Paul Marshall, co-founder of London-based Marshall Wace, gave qualified backing for Mr Corbyn’s advocacy of so-called “people’s quantitative easing” to boost the economy by funding infrastructure projects. He said if used correctly it would “carry quite a lot of respectability”.
Mr Marshall’s remarks in a Financial Times article were backed by Liberal Democrat former business secretary Sir Vince Cable.
The Bank of England has already used a form of QE effectively to print money to fund bond purchases, to the tune of £375bn. Together with low interest rates, this loose monetary policy is designed to ease credit conditions and prop up the recovery.
In an article, Mr Marshall acknowledged that the policy had in practice made banks - and anyone with assets - richer and that all of those working in financial markets “owe a debt to QE”.
He added: “It is no surprise that the left is angry about this, nor that they are looking for other versions of QE that do not so directly benefit bankers and the rich.”

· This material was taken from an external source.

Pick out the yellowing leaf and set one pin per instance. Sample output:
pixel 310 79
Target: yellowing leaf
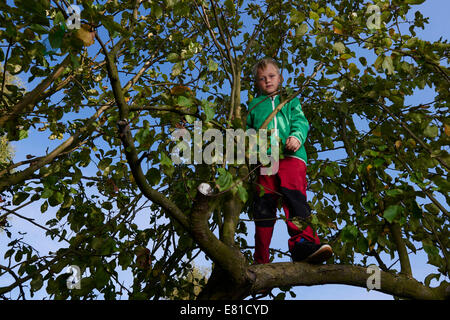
pixel 337 31
pixel 447 129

Mr Marshall warned that the type of QE advocated by Mr Corbyn to improve housing and infrastructure would be “flawed” at the moment and risk stoking inflation.

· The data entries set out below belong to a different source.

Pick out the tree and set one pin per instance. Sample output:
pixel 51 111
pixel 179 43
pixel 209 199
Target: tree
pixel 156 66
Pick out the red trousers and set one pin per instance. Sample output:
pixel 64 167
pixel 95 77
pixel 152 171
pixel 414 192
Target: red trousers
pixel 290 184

“But if the idea were kept as something to implement the next time the country faces a financial crisis, it would carry quite a lot of respectability,” he said.
Sir Vince said: “Paul Marshall is right. People’s quantitative easing has a role but only in crisis and slump.”
Bank of England governor Mark Carney, questioned about the implications of this kind of policy, has said it could imperil price stability, with the potential for rising inflation which would hit the poor and the elderly the hardest.